Chief Data Officer, Absa Bank Kenya
Hartnell Ndungi was the first Chief Data Officer to be appointed in East and Central Africa. In the banking and financial services sector, he has been able to master the development and execution of key data and digital strategies for large financial institutions.
He is Absa Kenya’s Chief Data Officer and he leads the bank’s data science, data governance, BI and analytics teams. Previously, he worked as a senior data consultant, providing advisory and analytics services to governments, banks, insurance firms and telecoms companies. He has also led and set up data teams for top banks in the region.
With a deep understanding of AI, data management and digital transformation, Ndungi seeks to ensure that organizations are able to set up dynamic data teams, understand the data they hold, harness actionable insights and deliver key use cases that drive profitability, operational efficiency, growth and transformation.
He holds a master’s degree in analytics from Georgia Institute of Technology, an executive data science specialization from Johns Hopkins University and a degree in electrical and electronics engineering from Moi University.
Getting to know...
Our research suggests that 82% of analytics leaders believe that enterprises that don’t embrace AI will lose market share to their competitors within five years. What are your thoughts on this?
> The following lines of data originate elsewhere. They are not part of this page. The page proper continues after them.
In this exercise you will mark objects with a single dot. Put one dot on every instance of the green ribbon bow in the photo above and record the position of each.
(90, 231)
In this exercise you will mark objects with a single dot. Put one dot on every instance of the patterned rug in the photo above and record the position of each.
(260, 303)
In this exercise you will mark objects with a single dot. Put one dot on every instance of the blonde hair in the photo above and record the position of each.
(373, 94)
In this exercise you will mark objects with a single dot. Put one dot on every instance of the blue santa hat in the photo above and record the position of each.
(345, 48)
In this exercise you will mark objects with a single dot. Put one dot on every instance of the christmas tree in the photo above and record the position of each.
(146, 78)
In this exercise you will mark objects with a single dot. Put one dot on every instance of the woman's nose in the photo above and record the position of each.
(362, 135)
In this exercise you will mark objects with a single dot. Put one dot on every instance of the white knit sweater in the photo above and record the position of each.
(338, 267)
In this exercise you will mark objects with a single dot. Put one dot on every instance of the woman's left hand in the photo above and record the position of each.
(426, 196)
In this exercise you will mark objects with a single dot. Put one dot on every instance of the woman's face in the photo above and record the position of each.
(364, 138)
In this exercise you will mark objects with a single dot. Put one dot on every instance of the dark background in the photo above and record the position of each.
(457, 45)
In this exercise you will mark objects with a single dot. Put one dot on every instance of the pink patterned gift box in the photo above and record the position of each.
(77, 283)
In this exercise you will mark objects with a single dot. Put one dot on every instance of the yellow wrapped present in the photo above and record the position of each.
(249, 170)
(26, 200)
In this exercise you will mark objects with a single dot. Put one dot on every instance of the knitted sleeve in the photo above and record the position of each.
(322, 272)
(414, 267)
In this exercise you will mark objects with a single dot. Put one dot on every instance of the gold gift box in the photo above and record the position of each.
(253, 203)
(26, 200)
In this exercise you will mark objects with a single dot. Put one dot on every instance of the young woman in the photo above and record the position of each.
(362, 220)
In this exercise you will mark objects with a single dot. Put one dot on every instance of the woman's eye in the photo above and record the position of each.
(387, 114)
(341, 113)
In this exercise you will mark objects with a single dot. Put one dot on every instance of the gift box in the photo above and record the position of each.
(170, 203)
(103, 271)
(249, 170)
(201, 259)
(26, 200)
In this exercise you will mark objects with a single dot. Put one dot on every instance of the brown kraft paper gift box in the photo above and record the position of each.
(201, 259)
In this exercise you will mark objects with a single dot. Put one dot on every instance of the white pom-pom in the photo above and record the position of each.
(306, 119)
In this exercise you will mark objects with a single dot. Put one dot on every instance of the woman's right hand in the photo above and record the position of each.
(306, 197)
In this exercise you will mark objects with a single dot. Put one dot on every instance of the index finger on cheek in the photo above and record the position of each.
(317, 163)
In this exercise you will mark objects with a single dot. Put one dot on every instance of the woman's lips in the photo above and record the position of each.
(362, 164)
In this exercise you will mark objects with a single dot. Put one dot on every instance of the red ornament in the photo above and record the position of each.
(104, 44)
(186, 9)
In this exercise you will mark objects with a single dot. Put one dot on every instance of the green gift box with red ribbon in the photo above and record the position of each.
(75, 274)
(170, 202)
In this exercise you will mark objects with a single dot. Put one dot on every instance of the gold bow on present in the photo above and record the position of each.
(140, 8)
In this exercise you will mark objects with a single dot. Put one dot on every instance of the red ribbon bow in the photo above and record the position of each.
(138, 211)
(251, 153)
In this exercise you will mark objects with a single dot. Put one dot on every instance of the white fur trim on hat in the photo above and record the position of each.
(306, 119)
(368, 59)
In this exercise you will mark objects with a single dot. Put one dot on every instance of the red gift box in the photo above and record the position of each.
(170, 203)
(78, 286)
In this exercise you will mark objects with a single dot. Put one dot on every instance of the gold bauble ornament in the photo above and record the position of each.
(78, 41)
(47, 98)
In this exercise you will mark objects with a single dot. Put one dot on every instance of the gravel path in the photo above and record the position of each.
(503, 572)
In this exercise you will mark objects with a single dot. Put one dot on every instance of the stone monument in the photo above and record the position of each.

This is totally correct for organizations in the financial services, retail and manufacturing sectors. AI technologies have unlocked new capabilities which improve customer experience, operational efficiency, business penetration, fraud prevention and access to new market ecosystems. Companies that adopt these technologies are able to gain competitive edges in their service offerings and customer retention strategies, which set them apart from their competitors.
Getting familiar with and embracing these technologies is, however, just one aspect to deriving value from AI. Hiring qualified resources, identifying correct business problems, prioritizing use cases, iterating delivery and implementing impactful change management initiatives are other prerequisites to gaining the competitive edge.
Ensuring good data quality is still a challenge many organizations wrestle with. Why do you think this is?
Most companies seek to tackle data quality by reconfiguring data entry points and launching ad hoc data cleanup programs. But no data quality initiative can be successful without proper data governance.
Data quality assessment and remediation projects are most effective when done in a structured, governed environment. This involves having qualified data owners for all data domains in an organization and appointing experienced data stewards who are hands-on to solve data management and quality issues.
Other ownership roles that work closely with owners and stewards are subject matter experts, business stakeholders and senior executives.
A proper oversight structure for data should also be in place to provide support, governance and approval. A monthly data governance council and a biweekly working group are usually sufficient for most organizations.